This year’s Game Developers Choice Awards–which are annually presented at the Game Developers Conference–have given top honors to Inscryption. Developed by Daniel Mullins Games, the spooky deck-builder was up against the fiercely cathartic competition in the form of Unpacking. Both games were nominated for excellence in audio, excellence in design, excellence in narrative, and the Independent Games Festival Awards’ Seumas McNally Grand Prize.
Inscryption won both the IGF grand prize and the GDC game of the year accolades, which marked the first time in the history of the events that a game won both awards. Unpacking walked away with awards for Best Audio and Innovation from GDC, while Inscryption added excellence in audio and design prizes to its list of accolades.

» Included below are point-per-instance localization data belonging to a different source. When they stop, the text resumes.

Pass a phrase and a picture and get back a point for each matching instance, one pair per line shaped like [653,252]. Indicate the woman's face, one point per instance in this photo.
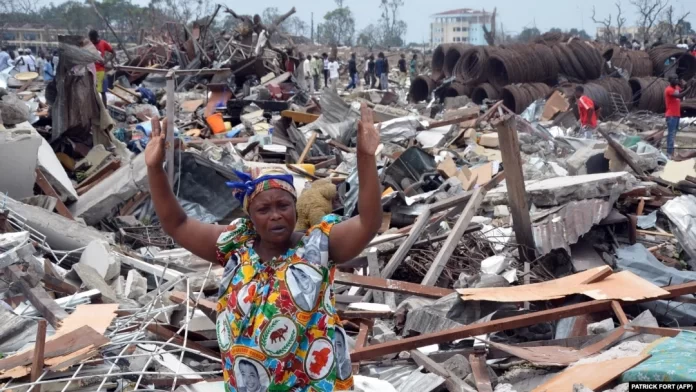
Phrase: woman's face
[273,214]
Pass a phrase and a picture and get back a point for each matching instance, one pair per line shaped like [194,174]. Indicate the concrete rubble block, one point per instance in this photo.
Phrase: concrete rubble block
[93,280]
[118,285]
[600,327]
[19,148]
[560,190]
[61,233]
[93,160]
[135,285]
[54,172]
[459,365]
[99,256]
[103,198]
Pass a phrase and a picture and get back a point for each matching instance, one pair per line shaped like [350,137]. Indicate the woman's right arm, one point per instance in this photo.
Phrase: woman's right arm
[197,237]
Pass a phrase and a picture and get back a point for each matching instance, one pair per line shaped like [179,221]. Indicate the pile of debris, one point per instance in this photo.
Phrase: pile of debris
[512,256]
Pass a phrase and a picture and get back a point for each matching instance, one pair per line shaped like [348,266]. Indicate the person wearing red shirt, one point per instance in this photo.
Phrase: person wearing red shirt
[103,47]
[587,111]
[673,96]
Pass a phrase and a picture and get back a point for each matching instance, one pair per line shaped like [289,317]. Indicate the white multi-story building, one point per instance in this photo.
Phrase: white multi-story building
[459,26]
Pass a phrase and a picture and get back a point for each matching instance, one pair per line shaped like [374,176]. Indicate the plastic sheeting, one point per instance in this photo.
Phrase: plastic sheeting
[637,259]
[671,360]
[681,211]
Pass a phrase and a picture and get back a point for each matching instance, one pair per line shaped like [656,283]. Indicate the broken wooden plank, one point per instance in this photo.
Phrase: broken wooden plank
[391,285]
[514,179]
[618,311]
[455,235]
[38,297]
[599,276]
[48,190]
[65,344]
[39,347]
[592,375]
[452,382]
[480,372]
[299,117]
[508,323]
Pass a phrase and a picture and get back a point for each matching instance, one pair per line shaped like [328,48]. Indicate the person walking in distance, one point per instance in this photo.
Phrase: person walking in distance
[588,115]
[402,71]
[352,72]
[317,70]
[103,47]
[326,68]
[673,96]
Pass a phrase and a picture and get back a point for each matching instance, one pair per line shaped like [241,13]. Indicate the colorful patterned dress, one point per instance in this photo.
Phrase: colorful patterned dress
[277,327]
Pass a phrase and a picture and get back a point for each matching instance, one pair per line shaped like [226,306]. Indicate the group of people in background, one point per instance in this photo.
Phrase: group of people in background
[24,61]
[315,71]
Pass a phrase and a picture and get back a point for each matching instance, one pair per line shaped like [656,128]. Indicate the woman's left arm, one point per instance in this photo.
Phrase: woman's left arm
[349,238]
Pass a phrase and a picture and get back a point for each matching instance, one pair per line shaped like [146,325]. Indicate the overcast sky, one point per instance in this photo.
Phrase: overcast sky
[514,14]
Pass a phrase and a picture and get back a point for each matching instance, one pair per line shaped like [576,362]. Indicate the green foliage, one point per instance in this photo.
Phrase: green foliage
[338,27]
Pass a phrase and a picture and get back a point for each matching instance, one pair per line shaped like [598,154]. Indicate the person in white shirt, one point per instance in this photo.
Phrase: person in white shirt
[21,63]
[308,73]
[30,60]
[333,73]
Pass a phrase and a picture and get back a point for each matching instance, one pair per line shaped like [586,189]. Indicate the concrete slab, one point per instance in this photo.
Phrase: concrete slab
[55,173]
[19,147]
[560,190]
[99,256]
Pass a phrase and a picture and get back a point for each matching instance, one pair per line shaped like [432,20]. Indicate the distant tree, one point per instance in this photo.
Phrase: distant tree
[528,35]
[580,33]
[338,27]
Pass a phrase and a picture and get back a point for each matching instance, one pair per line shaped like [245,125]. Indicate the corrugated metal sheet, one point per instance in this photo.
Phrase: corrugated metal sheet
[559,227]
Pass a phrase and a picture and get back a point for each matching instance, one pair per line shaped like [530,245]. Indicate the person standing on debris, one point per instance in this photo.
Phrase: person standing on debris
[326,68]
[413,68]
[20,63]
[673,96]
[47,69]
[317,71]
[352,72]
[308,73]
[588,115]
[4,59]
[103,47]
[371,71]
[402,71]
[258,313]
[333,72]
[381,72]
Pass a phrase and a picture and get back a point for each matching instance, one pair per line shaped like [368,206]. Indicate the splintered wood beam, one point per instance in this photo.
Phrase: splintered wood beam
[480,372]
[48,190]
[467,331]
[39,346]
[452,241]
[514,179]
[38,297]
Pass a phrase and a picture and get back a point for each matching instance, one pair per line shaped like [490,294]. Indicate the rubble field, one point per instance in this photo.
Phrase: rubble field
[514,255]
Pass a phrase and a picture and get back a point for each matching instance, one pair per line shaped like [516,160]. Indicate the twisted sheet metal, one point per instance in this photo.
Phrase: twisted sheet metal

Beyond those two games, Ratchet & Clank: Rift Apart won awards for best visual art and best technology, Psychonauts 2 won the prize for best narrative, and Valheim picked up an award for the best debut of 2022. Unsurprisingly, It Takes Two picked up more prizes that it could add to its trophy shelf alongside its blockbuster performance at various awards shows.

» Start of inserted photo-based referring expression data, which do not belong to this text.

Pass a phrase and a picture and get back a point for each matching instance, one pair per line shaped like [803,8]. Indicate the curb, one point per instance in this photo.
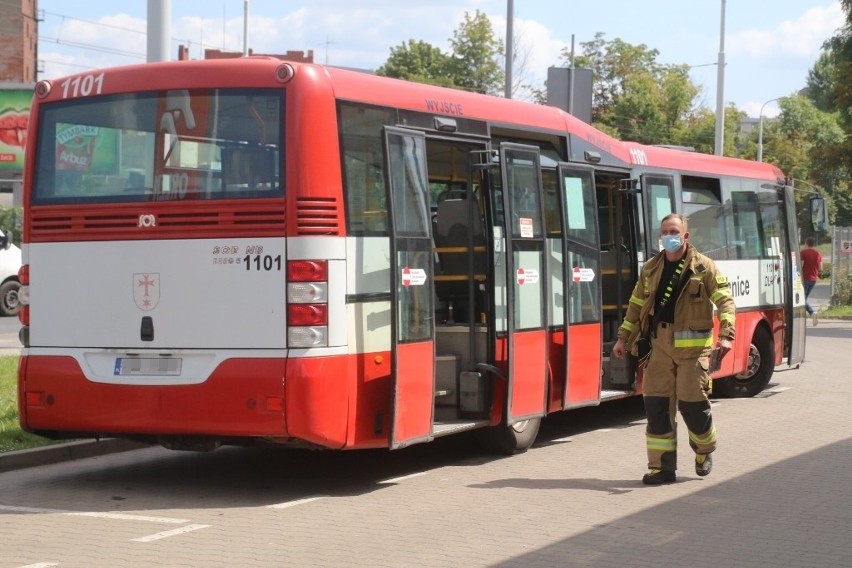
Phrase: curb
[58,453]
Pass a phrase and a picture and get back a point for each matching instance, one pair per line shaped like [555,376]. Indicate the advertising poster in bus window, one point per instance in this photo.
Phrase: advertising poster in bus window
[14,118]
[85,148]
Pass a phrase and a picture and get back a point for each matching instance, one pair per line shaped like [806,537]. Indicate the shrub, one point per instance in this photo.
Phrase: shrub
[842,293]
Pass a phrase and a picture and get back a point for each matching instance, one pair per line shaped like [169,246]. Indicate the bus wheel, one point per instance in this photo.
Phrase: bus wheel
[9,304]
[761,364]
[514,439]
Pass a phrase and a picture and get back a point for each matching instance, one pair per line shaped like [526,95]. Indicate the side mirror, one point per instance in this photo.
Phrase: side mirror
[819,214]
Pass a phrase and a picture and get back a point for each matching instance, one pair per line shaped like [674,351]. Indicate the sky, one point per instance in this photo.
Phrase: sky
[769,45]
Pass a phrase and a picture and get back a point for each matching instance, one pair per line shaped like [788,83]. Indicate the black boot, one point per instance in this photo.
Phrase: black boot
[658,477]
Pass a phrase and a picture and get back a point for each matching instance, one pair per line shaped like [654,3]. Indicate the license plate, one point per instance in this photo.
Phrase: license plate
[151,366]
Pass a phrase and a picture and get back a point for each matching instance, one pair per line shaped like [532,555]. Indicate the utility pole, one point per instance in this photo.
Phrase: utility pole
[159,30]
[510,24]
[245,28]
[720,90]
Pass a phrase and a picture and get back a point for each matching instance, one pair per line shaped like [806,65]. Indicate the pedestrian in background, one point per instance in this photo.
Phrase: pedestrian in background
[811,267]
[671,310]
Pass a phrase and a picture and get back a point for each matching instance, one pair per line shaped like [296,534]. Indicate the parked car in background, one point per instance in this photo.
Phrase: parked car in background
[10,263]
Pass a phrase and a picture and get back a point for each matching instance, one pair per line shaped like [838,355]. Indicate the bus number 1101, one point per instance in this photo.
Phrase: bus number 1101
[262,262]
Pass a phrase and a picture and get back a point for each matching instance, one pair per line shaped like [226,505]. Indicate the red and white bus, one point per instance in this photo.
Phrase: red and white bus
[249,251]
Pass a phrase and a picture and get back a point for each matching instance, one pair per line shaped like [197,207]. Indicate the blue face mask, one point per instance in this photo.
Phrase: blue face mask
[672,243]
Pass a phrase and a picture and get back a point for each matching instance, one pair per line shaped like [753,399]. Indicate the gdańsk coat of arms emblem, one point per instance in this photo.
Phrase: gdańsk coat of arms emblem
[146,290]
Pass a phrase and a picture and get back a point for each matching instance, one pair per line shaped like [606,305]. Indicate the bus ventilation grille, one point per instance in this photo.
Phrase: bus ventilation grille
[199,222]
[318,216]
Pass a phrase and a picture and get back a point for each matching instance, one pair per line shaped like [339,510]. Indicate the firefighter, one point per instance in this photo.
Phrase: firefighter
[669,327]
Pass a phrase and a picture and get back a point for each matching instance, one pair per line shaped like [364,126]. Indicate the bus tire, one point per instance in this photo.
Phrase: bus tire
[9,303]
[761,364]
[514,439]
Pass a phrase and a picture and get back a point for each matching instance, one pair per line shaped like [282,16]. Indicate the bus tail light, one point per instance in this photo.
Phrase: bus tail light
[307,303]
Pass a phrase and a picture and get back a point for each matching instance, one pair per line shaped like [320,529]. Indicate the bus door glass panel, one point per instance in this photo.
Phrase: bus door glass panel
[526,270]
[706,216]
[412,286]
[794,340]
[579,282]
[660,195]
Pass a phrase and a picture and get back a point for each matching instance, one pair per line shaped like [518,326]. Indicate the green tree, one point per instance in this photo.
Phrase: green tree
[473,65]
[803,141]
[476,56]
[821,82]
[638,98]
[419,61]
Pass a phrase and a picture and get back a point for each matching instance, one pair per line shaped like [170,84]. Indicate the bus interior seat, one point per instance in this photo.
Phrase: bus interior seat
[454,232]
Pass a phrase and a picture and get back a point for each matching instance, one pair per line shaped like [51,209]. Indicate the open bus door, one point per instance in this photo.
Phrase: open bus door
[794,294]
[412,285]
[524,347]
[576,276]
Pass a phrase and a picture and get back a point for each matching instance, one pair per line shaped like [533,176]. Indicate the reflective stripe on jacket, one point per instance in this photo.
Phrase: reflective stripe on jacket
[693,311]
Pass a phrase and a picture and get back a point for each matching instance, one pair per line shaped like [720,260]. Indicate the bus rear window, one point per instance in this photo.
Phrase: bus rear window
[161,146]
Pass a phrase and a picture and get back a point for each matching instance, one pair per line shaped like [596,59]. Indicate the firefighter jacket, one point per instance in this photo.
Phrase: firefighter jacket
[693,325]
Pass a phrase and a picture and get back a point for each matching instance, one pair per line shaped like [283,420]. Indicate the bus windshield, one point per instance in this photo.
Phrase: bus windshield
[160,146]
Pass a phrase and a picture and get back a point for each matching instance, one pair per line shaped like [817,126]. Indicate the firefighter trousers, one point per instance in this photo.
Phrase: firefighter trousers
[671,383]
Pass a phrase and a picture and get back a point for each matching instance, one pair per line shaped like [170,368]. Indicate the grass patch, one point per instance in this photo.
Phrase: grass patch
[11,435]
[836,312]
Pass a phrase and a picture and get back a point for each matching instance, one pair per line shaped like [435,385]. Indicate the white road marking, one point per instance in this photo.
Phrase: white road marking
[401,478]
[173,532]
[100,515]
[294,503]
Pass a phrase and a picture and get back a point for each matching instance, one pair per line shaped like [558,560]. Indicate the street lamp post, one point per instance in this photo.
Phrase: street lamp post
[760,130]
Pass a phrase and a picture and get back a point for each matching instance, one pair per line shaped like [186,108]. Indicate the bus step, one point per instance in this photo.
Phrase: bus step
[455,426]
[607,394]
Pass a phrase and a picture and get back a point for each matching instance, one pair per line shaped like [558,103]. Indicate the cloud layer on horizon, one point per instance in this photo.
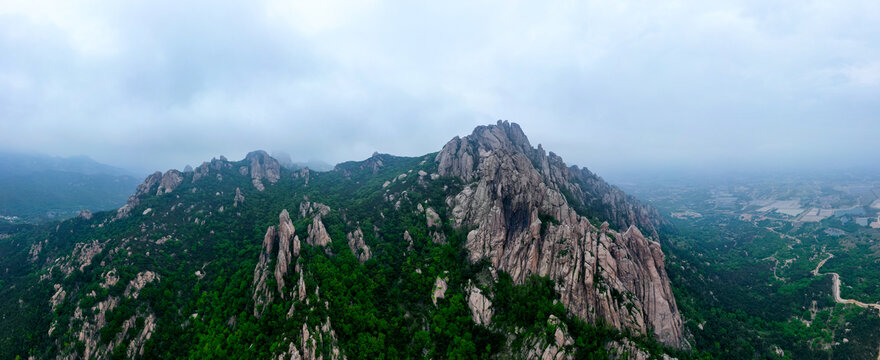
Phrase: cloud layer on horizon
[609,85]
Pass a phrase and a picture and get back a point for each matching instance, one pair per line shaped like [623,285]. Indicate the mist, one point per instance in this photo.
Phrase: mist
[619,87]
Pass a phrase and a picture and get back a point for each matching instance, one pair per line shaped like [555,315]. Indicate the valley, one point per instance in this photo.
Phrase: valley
[751,257]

You can see the full list of winners below:
2022 Game Developers Choice Awards winners
- Best Debut — Valheim
- Best Visual Art — Ratchet & Clank: Rift Apart
- Best Audio — Unpacking
- Best Narrative — Psychonauts 2
- Social Impact Award — Boyfriend Dungeon
- Innovation Award — Unpacking
- Best Technology — Ratchet & Clank: Rift Apart
- Best Design — It Takes Two
- Audience Award — Valheim
- Game of the Year — Inscryption
- Ambassador Award — Steven Spohn
- Lifetime Achievement Award — Yuji Horii
2022 Independent Games Festival Awards winners
- Best Student Game — Live Adventure
- Excellence in Design — Inscryption
- Excellence in Visual Art — Papetura
- Excellence in Audio — Inscryption
- Nuovo Award — Memory Card
- Excellence in Narrative — Inscryption
- Audience Award — Mini Motorways
- Seumas McNally Grand Prize — Inscryption
“Inscryption is an outstanding deck-building card game–until it isn’t. At around the halfway mark, the compelling, run-based structure of its core card battles and the intriguingly sinister atmosphere both transform into less interesting versions of themselves,” David Wildgoose said in GameSpot’s Inscryption review.”